From the Women's Health and Fertility Branch, Division of Reproductive Health, National Center for Chronic Disease Prevention and Health Promotion, Centers for Disease Control and Prevention, Atlanta (A.D.K., D.J.J., D.M.K., M.F.G.); the Johns Hopkins School of Medicine, Baltimore (H.W.J.); the Eastern Virginia Medical School, Norfolk (H.W.J.); the Division of Biostatistics and Epidemiology, Cincinnati Children's Hospital Medical Center, Cincinnati (M.M.); and the Warren Alpert Medical School, Brown University, Providence, RI (E.Y.A.).

Published: December 2013

Background: The advent of fertility treatments has led to an increase in the rate of multiple births in the United States. However, the trends in and magnitude of the contribution of fertility treatments to the increase are uncertain.

Methods: We derived the rates of multiple births after natural conception from data on distributions of all births from 1962 through 1966 (before fertility treatments were available). Publicly available data on births from 1971 through 2011 were used to determine national multiple birth rates, and data on in vitro fertilization (IVF) from 1997 through 2011 were used to estimate the annual proportion of multiple births that were attributable to IVF and to non-IVF fertility treatments, after adjustment for maternal age. Trends in multiple births were examined starting from 1998, the year when clinical practice guidelines for IVF were developed with an aim toward reducing the incidence of multiple births.

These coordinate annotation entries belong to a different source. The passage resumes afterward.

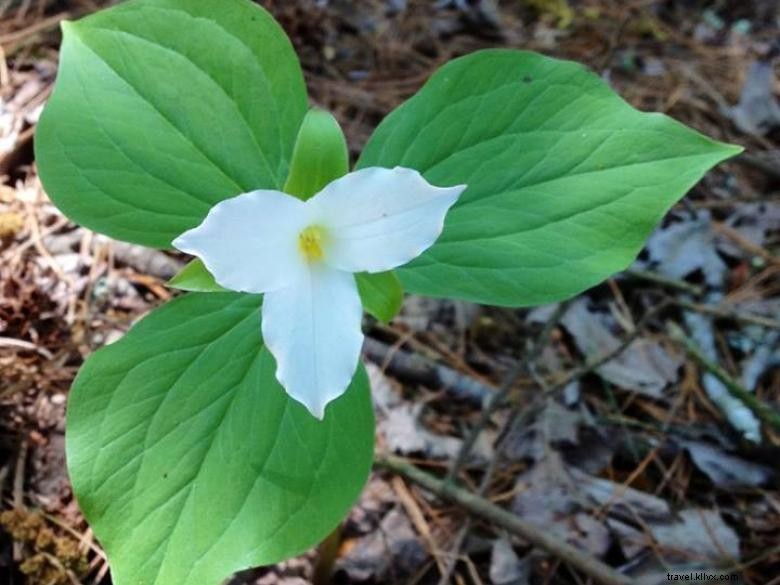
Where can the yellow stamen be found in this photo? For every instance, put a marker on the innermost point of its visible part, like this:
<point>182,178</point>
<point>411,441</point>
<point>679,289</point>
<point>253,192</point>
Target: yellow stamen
<point>310,242</point>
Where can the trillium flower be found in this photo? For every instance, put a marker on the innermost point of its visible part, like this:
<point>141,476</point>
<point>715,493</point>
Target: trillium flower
<point>302,255</point>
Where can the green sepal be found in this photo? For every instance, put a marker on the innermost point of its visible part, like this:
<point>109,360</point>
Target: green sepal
<point>195,277</point>
<point>320,155</point>
<point>382,294</point>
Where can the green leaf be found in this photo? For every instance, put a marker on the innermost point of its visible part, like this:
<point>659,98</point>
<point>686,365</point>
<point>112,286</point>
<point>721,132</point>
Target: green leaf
<point>195,277</point>
<point>320,155</point>
<point>381,293</point>
<point>190,461</point>
<point>565,179</point>
<point>162,108</point>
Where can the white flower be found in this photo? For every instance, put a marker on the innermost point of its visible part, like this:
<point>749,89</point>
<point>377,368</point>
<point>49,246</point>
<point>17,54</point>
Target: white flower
<point>301,255</point>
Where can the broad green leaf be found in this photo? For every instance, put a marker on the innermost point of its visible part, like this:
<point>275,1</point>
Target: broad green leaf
<point>163,108</point>
<point>190,461</point>
<point>320,155</point>
<point>565,179</point>
<point>195,277</point>
<point>381,293</point>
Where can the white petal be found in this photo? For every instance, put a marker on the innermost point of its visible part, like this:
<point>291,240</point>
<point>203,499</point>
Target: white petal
<point>250,242</point>
<point>312,328</point>
<point>378,219</point>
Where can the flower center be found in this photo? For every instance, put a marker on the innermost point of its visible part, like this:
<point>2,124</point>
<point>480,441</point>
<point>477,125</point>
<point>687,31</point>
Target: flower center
<point>310,242</point>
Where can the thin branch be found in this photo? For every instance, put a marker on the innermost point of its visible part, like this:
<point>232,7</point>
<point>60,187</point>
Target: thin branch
<point>497,398</point>
<point>420,370</point>
<point>726,312</point>
<point>664,281</point>
<point>484,509</point>
<point>764,412</point>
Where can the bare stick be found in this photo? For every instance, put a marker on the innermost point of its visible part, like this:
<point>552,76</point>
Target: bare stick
<point>421,370</point>
<point>497,398</point>
<point>767,414</point>
<point>482,508</point>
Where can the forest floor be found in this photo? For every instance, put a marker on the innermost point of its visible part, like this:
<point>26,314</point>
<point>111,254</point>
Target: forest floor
<point>613,437</point>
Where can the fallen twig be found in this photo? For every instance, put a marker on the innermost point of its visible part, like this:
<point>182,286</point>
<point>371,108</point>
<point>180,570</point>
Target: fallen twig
<point>726,312</point>
<point>664,281</point>
<point>420,370</point>
<point>764,412</point>
<point>482,508</point>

Results: We estimated that by 2011, a total of 36% of twin births and 77% of triplet and higher-order births resulted from conception assisted by fertility treatments. The observed incidence of twin births increased by a factor of 1.9 from 1971 to 2009. The incidence of triplet and higher-order births increased by a factor of 6.7 from 1971 to 1998 and decreased by 29% from 1998 to 2011. This decrease coincided with a 70% reduction in the transfer of three or more embryos during IVF (P<0.001) and a 33% decrease in the proportion of triplet and higher-order births attributable to IVF (P<0.001).

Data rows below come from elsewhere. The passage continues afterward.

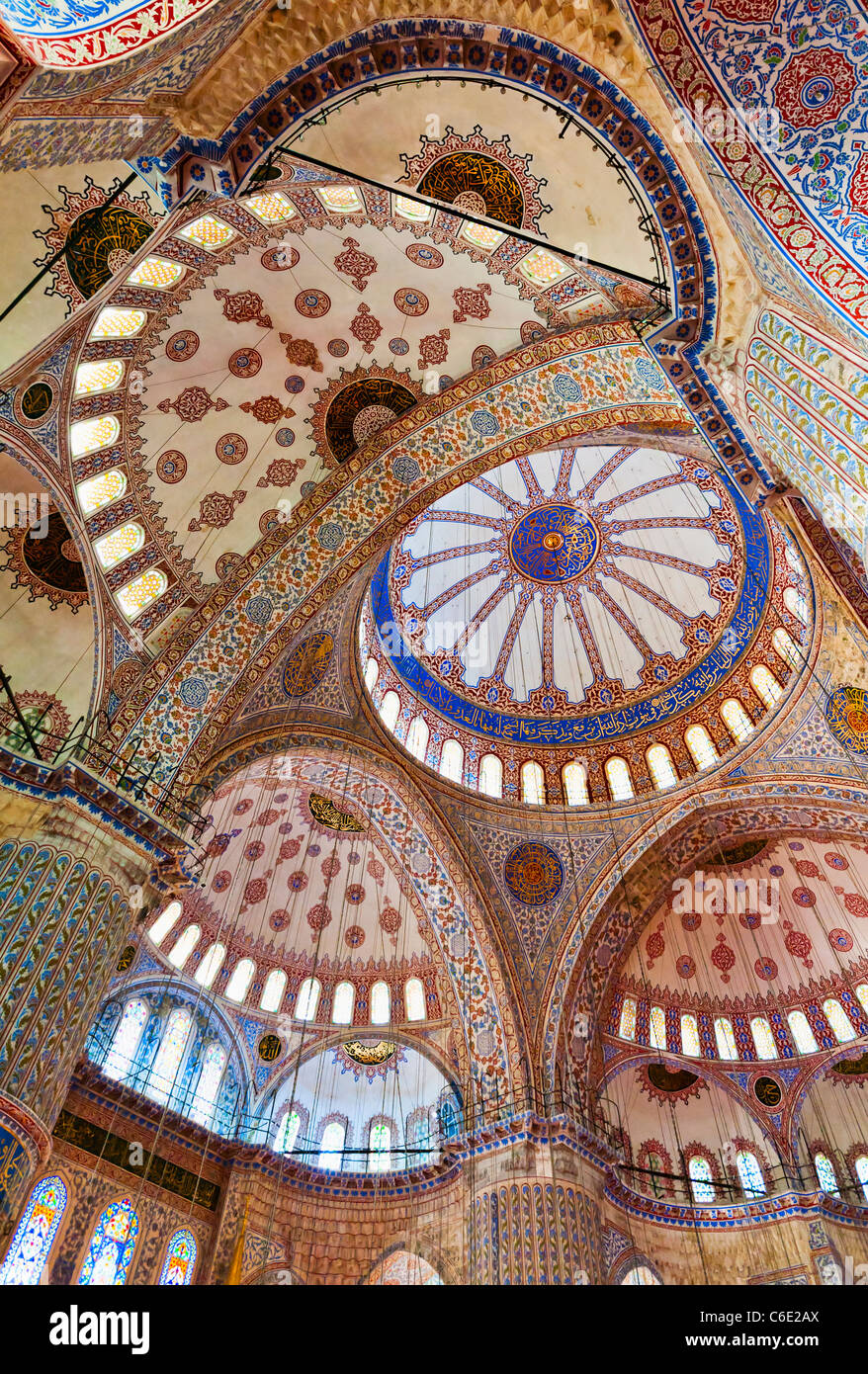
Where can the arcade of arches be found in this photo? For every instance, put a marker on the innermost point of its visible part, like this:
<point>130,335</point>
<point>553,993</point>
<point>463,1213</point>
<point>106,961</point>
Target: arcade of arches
<point>433,644</point>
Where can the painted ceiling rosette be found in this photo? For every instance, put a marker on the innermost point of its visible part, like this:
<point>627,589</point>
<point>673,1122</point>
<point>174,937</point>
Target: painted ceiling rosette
<point>574,595</point>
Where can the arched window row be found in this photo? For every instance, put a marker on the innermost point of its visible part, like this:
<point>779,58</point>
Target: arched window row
<point>741,1036</point>
<point>110,1246</point>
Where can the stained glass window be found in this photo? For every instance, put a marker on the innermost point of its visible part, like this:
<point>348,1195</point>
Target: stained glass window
<point>164,1071</point>
<point>240,980</point>
<point>180,1260</point>
<point>158,272</point>
<point>341,200</point>
<point>660,767</point>
<point>627,1028</point>
<point>786,648</point>
<point>208,232</point>
<point>452,760</point>
<point>117,546</point>
<point>737,721</point>
<point>211,964</point>
<point>331,1145</point>
<point>117,323</point>
<point>533,783</point>
<point>825,1175</point>
<point>803,1033</point>
<point>381,1007</point>
<point>418,736</point>
<point>413,999</point>
<point>838,1020</point>
<point>288,1133</point>
<point>183,947</point>
<point>618,778</point>
<point>690,1035</point>
<point>750,1173</point>
<point>764,1039</point>
<point>574,785</point>
<point>765,684</point>
<point>141,591</point>
<point>126,1040</point>
<point>543,267</point>
<point>165,920</point>
<point>112,1246</point>
<point>101,490</point>
<point>391,708</point>
<point>726,1040</point>
<point>307,999</point>
<point>490,775</point>
<point>656,1028</point>
<point>208,1087</point>
<point>380,1148</point>
<point>342,1004</point>
<point>699,1172</point>
<point>98,377</point>
<point>272,992</point>
<point>271,207</point>
<point>29,1247</point>
<point>701,746</point>
<point>87,436</point>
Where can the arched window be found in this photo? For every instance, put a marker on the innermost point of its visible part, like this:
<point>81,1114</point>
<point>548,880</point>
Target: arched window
<point>803,1033</point>
<point>627,1028</point>
<point>825,1175</point>
<point>796,603</point>
<point>766,686</point>
<point>701,746</point>
<point>533,783</point>
<point>418,736</point>
<point>342,1004</point>
<point>211,965</point>
<point>380,1148</point>
<point>452,761</point>
<point>656,1028</point>
<point>112,1246</point>
<point>35,1234</point>
<point>184,946</point>
<point>861,1173</point>
<point>126,1042</point>
<point>240,980</point>
<point>208,1087</point>
<point>88,436</point>
<point>164,1071</point>
<point>764,1039</point>
<point>690,1036</point>
<point>143,590</point>
<point>272,992</point>
<point>726,1040</point>
<point>786,648</point>
<point>699,1172</point>
<point>117,546</point>
<point>101,490</point>
<point>574,783</point>
<point>660,767</point>
<point>413,999</point>
<point>490,775</point>
<point>307,999</point>
<point>381,1007</point>
<point>288,1131</point>
<point>180,1260</point>
<point>838,1020</point>
<point>331,1146</point>
<point>750,1175</point>
<point>618,779</point>
<point>737,721</point>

Conclusions: Over the past four decades, the increased use of fertility treatments in the United States has been associated with a substantial rise in the rate of multiple births. The rate of triplet and higher-order births has declined over the past decade in the context of a reduction in the transfer of three or more embryos during IVF. (Funded by the Centers for Disease Control and Prevention.).